To prevent the benchmark from becoming a mere nocturnal re-skin of daytime VQA, the authors defined 12 QA types, divided by the presence of day-night pairing. There are 8 paired types—Object Recognition, Text Recognition, Spatial Reasoning, Scene Sequencing, Navigation, Static Counting, Action Recognition, and Non-common-sense Reasoning—which leverage daytime clips for day-enhanced annotation. There are 4 non-paired types—Illumination Recognition, Illumination Change, Dynamic Detection, and Dynamic Counting—specifically designed to examine phenomena prominent only at night.

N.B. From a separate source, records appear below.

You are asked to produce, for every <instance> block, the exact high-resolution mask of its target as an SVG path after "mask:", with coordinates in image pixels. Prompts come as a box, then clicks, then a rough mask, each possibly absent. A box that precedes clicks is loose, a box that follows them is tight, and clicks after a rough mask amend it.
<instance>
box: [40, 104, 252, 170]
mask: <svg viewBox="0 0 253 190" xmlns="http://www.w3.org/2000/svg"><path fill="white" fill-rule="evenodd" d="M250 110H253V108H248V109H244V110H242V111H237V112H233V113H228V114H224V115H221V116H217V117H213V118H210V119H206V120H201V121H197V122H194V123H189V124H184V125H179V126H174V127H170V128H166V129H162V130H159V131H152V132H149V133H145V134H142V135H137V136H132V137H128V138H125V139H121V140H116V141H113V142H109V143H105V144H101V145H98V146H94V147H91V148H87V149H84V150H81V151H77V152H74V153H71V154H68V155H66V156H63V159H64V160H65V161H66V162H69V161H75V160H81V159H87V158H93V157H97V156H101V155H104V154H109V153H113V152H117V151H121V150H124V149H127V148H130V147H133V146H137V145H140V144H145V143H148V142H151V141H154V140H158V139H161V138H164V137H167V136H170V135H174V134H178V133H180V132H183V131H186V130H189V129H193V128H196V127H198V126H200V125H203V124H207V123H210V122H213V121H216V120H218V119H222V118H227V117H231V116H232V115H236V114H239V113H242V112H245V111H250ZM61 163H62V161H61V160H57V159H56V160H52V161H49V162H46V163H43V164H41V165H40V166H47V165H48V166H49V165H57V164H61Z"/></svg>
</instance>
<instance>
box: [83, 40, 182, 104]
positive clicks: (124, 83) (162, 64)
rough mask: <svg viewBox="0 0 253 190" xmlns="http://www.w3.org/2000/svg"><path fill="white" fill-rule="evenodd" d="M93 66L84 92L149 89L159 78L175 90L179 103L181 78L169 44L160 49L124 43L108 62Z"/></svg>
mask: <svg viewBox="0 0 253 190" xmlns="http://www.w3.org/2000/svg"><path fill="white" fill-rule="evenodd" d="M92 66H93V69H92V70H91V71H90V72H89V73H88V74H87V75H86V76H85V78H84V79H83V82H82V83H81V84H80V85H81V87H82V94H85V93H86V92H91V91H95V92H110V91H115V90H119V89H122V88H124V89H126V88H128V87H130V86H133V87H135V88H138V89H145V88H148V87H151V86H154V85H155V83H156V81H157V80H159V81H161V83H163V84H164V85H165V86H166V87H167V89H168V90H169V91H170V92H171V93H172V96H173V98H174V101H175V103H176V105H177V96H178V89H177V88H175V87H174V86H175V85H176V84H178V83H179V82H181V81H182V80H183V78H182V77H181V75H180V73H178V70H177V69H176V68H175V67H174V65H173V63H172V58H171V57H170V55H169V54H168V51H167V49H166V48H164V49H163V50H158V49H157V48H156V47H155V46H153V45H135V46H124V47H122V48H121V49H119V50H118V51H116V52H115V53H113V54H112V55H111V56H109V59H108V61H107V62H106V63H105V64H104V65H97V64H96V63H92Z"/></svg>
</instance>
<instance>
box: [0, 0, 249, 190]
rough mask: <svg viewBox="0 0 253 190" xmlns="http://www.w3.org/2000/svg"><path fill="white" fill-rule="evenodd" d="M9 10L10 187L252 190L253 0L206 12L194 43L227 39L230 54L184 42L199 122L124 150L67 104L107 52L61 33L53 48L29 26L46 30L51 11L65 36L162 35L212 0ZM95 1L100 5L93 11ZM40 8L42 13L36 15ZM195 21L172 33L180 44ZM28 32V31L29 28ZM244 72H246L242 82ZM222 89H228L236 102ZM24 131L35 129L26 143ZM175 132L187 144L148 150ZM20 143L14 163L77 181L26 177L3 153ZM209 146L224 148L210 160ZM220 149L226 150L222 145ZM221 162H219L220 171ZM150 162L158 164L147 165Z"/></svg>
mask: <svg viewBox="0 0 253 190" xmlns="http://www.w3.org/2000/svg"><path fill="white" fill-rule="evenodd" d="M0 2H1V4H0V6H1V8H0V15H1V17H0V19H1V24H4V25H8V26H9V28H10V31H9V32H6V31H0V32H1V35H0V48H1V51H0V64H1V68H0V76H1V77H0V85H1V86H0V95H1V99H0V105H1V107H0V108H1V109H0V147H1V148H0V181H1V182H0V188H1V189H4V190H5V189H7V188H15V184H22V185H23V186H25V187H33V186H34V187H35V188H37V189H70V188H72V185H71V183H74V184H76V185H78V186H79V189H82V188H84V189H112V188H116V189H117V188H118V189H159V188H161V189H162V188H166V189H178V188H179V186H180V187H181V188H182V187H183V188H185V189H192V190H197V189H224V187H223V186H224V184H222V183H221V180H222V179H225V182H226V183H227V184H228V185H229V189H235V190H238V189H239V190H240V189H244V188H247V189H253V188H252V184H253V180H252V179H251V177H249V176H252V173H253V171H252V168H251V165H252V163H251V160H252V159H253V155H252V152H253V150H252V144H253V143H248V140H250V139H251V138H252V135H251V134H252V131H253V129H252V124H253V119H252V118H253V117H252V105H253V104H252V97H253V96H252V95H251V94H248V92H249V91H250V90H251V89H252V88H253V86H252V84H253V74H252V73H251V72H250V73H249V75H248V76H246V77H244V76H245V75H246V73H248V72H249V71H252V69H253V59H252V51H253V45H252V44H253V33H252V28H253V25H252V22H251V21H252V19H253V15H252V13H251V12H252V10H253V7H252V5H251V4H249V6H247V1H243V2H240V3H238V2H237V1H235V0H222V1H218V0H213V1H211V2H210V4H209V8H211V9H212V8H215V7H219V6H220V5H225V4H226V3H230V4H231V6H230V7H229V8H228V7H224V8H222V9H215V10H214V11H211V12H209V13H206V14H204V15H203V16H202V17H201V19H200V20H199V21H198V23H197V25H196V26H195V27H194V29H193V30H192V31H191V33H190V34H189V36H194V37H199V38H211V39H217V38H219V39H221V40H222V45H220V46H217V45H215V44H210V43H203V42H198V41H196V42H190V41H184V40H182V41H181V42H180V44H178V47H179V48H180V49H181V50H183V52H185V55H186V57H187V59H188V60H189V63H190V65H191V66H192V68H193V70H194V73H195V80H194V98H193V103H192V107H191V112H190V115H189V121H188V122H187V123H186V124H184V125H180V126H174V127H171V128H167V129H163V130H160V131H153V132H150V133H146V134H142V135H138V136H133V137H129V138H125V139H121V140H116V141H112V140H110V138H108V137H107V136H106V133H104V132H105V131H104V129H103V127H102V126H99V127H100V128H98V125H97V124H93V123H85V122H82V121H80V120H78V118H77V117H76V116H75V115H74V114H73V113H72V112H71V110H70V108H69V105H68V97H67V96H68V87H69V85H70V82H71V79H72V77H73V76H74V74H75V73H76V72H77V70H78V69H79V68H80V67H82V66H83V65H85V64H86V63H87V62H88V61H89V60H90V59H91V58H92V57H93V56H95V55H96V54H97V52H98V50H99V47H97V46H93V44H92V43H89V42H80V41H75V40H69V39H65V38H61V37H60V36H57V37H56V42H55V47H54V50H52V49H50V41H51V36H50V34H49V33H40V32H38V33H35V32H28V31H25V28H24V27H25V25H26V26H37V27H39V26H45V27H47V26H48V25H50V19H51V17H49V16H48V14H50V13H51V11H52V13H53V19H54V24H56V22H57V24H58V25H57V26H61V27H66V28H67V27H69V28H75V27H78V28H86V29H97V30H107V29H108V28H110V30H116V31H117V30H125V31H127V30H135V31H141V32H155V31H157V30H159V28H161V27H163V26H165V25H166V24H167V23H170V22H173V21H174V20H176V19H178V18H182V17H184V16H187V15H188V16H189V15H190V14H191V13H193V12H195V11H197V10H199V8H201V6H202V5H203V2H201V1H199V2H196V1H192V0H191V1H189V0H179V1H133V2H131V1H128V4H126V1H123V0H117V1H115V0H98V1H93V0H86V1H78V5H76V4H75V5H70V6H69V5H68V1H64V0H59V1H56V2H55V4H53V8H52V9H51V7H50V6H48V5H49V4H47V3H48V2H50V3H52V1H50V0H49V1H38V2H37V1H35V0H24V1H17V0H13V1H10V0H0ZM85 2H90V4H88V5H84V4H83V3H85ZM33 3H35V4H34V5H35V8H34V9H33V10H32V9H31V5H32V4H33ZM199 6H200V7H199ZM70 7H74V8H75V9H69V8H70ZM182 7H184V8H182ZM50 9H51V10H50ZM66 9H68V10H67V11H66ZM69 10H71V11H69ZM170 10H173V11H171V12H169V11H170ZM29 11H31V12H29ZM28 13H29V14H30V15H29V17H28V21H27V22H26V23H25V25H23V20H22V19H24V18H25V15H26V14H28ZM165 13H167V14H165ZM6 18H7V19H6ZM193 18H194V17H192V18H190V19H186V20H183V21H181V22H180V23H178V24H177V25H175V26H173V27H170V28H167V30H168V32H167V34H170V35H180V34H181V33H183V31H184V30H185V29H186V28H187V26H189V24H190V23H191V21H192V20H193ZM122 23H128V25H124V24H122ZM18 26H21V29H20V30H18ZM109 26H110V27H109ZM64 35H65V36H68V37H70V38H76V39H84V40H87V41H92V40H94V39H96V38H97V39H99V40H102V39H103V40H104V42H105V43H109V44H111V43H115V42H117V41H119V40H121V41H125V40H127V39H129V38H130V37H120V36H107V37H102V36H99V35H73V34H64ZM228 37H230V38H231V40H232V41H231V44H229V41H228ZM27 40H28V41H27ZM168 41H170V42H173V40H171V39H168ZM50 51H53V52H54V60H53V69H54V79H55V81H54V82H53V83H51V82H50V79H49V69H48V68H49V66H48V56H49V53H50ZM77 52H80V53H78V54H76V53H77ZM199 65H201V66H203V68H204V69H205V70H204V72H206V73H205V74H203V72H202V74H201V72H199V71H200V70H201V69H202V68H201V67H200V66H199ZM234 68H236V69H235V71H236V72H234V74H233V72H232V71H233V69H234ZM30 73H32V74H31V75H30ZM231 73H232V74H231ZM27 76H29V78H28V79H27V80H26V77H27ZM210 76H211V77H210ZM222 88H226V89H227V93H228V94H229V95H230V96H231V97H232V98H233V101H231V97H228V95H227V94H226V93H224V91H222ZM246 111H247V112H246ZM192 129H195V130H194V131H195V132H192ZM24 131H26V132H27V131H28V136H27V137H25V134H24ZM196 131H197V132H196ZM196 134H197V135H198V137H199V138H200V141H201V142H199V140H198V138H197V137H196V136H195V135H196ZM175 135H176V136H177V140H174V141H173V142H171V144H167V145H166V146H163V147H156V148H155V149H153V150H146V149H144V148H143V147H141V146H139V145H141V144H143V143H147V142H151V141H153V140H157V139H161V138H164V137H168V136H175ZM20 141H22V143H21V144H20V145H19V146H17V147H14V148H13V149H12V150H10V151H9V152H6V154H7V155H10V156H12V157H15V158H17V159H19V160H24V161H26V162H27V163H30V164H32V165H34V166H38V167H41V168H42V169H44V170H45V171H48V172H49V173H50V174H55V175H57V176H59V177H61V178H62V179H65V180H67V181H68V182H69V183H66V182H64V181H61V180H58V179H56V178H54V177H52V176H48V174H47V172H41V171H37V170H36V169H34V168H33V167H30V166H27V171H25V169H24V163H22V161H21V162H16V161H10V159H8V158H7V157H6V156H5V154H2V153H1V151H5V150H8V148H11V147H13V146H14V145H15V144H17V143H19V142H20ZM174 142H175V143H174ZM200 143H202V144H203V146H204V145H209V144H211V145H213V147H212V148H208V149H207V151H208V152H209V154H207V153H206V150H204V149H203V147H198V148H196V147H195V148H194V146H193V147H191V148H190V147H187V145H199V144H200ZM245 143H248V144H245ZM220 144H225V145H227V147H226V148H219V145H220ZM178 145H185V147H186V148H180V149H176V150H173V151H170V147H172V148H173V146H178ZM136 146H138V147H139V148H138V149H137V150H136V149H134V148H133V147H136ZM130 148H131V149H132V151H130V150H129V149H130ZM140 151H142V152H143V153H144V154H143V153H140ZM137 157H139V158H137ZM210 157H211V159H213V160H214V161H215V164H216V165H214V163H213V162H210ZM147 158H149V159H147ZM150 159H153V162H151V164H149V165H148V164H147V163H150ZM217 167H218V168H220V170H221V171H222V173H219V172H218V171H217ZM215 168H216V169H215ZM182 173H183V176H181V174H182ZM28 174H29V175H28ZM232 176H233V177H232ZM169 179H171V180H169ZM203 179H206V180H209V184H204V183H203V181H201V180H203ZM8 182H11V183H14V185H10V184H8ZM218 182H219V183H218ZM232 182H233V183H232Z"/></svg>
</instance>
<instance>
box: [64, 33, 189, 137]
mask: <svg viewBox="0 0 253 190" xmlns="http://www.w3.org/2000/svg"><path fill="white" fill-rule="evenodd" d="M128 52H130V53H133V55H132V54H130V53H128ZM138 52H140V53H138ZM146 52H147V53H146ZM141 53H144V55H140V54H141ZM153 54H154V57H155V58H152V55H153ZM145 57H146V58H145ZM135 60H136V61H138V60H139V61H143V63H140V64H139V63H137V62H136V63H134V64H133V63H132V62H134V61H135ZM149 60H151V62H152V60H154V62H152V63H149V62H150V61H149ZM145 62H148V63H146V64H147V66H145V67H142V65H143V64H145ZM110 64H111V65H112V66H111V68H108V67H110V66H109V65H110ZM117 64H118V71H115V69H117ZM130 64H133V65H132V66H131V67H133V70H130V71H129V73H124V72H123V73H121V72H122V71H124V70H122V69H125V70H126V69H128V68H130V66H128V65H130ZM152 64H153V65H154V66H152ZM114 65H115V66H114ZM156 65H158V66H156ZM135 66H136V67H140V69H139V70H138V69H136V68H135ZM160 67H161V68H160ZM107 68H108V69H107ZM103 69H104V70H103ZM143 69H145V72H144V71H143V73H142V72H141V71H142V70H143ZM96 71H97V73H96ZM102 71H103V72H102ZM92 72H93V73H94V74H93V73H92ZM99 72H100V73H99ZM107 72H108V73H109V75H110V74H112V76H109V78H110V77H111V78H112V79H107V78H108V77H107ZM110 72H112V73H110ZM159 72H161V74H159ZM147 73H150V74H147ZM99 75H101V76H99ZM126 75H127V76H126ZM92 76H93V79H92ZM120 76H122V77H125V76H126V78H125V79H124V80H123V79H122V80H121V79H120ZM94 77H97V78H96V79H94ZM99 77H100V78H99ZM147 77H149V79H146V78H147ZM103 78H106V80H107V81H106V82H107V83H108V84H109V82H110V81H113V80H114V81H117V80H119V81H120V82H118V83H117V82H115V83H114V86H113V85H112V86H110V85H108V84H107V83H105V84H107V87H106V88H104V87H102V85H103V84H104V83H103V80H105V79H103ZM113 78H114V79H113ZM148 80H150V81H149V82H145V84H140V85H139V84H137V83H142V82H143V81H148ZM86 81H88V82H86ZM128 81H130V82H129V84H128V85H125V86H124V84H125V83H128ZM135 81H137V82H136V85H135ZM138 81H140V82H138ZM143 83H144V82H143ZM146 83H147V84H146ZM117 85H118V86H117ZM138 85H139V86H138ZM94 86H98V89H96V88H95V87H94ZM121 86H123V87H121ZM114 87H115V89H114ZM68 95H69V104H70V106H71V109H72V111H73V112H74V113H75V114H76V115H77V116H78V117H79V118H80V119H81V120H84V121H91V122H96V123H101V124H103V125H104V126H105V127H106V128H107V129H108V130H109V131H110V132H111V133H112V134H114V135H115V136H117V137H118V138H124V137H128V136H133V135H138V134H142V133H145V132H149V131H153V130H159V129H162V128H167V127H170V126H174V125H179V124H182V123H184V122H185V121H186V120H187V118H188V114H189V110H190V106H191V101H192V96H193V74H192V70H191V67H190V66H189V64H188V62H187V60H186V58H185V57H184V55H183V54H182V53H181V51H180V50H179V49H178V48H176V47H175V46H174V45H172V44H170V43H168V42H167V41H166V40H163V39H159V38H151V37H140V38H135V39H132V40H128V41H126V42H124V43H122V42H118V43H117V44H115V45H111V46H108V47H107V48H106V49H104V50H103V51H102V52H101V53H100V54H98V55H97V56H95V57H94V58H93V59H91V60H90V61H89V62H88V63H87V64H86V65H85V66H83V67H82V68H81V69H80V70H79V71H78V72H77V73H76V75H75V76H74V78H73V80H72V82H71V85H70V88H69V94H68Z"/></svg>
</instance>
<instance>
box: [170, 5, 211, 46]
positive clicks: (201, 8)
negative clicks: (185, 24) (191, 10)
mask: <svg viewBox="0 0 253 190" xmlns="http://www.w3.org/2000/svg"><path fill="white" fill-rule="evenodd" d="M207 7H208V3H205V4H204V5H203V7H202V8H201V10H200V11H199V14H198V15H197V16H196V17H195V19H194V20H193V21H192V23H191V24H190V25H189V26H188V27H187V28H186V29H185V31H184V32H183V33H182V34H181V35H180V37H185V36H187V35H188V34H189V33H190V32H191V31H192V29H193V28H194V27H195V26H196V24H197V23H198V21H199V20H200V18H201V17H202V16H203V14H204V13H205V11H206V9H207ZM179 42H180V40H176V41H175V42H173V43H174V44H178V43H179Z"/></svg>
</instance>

Among these, Navigation, Scene Sequencing, Illumination Recognition/Change, and Non-common-sense Reasoning are newly proposed task dimensions that posed the greatest challenges to existing MLLMs in experiments.


Key Experimental Results

Main Results

Evaluation of 10 SOTA MLLMs on EgoNight-VQA:

Model Synthetic (Night) Sofia (Night) Oxford (Night) Average Accuracy
GPT-4.1 30.73% 26.33% 35.72% 30.93%
Gemini 2.5 Pro 27.18% 25.00% 33.21% 28.46%
InternVL3-8B 19.28% 17.10% 23.80% 20.06%
Qwen2.5-VL-72B 18.56% 16.73% 22.41% 19.23%
Qwen2.5-VL-7B 14.58% 13.28% 16.71% 14.86%
EgoGPT 12.88% 14.03% 15.95% 14.29%

Day-night performance gap: Average decrease of 32.8% on EgoNight-Synthetic and 25.0% on EgoNight-Sofia.

Ablation Study

Fine-tuning Strategy Synthetic Accuracy Real Accuracy Gain
Zero-shot (Baseline) 14.83% - -
Full Model Fine-tuning 24.67% 21.88% +9.84%
Vision Encoder Only 19.23% 18.56% +4.40%
LLM Only 21.15% 19.02% +6.32%
Synthetic Training → Real Test - 20.57% +5.74%

Key Findings:

  1. Synthetic data is highly correlated with real data (Pearson \(r = 0.9359\), \(p = 6.847 \times 10^{-5}\)); fine-tuning on synthetic data effectively improves performance in real-world scenarios.
  2. Perception tasks perform better in the daytime but drop more at night, while reasoning tasks are overall more difficult but relatively less affected by illumination.
  3. Newly proposed QA types (Illumination Recognition, Navigation, Non-common-sense Reasoning) pose significant challenges to existing MLLMs.
  4. In auxiliary tasks, GPT-4.1 achieves 80%+ accuracy in spatial retrieval but performs poorly in temporal localization; fisheye depth estimation models outperform general-purpose models.

Highlights & Insights

  • Fills the gap in nocturnal egocentric vision understanding; the day-night alignment design is ingenious, allowing for quantitative analysis of performance gaps.
  • Comprehensive QA type design, introducing multiple previously unexplored task dimensions such as navigation and illumination recognition.
  • The day-enhanced annotation pipeline cleverly utilizes daytime information to assist nocturnal annotation, balancing efficiency and quality.
  • Synthetic data is highly correlated with real-world data (\(r = 0.9359\)), validating the research value of synthetic data.

Limitations & Future Work

  • Small data scale (90 videos, 3658 QA pairs) compared to large-scale benchmarks.
  • High proportion of synthetic data (approx. 55%), which may not fully reflect real-world complexity.
  • Only VQA and two auxiliary tasks evaluated, not covering a broader range of nocturnal egocentric tasks.
  • The day-enhanced annotation strategy relies on GPT-4.1, and generation quality is limited by the model's capabilities.
  • vs Ego4D/EPIC-KITCHENS: These large-scale egocentric datasets focus on daytime scenes; EgoNight is the first benchmark focused on the night.
  • vs NightBench: NightBench focuses on general nocturnal image understanding; EgoNight focuses on the egocentric perspective and provides day-night alignment.
  • vs Low-light Enhancement Methods: Traditional methods focus on pixel-level enhancement, while ours focuses on semantic-level understanding gaps.

Rating

  • Novelty: ⭐⭐⭐⭐ First systematic nocturnal egocentric vision benchmark.
  • Experimental Thoroughness: ⭐⭐⭐⭐ Covers 10 MLLMs, including fine-tuning analysis and auxiliary tasks.
  • Writing Quality: ⭐⭐⭐⭐ Clear structure, standardized data presentation.
  • Value: ⭐⭐⭐⭐ Fills an important research gap with high practical value.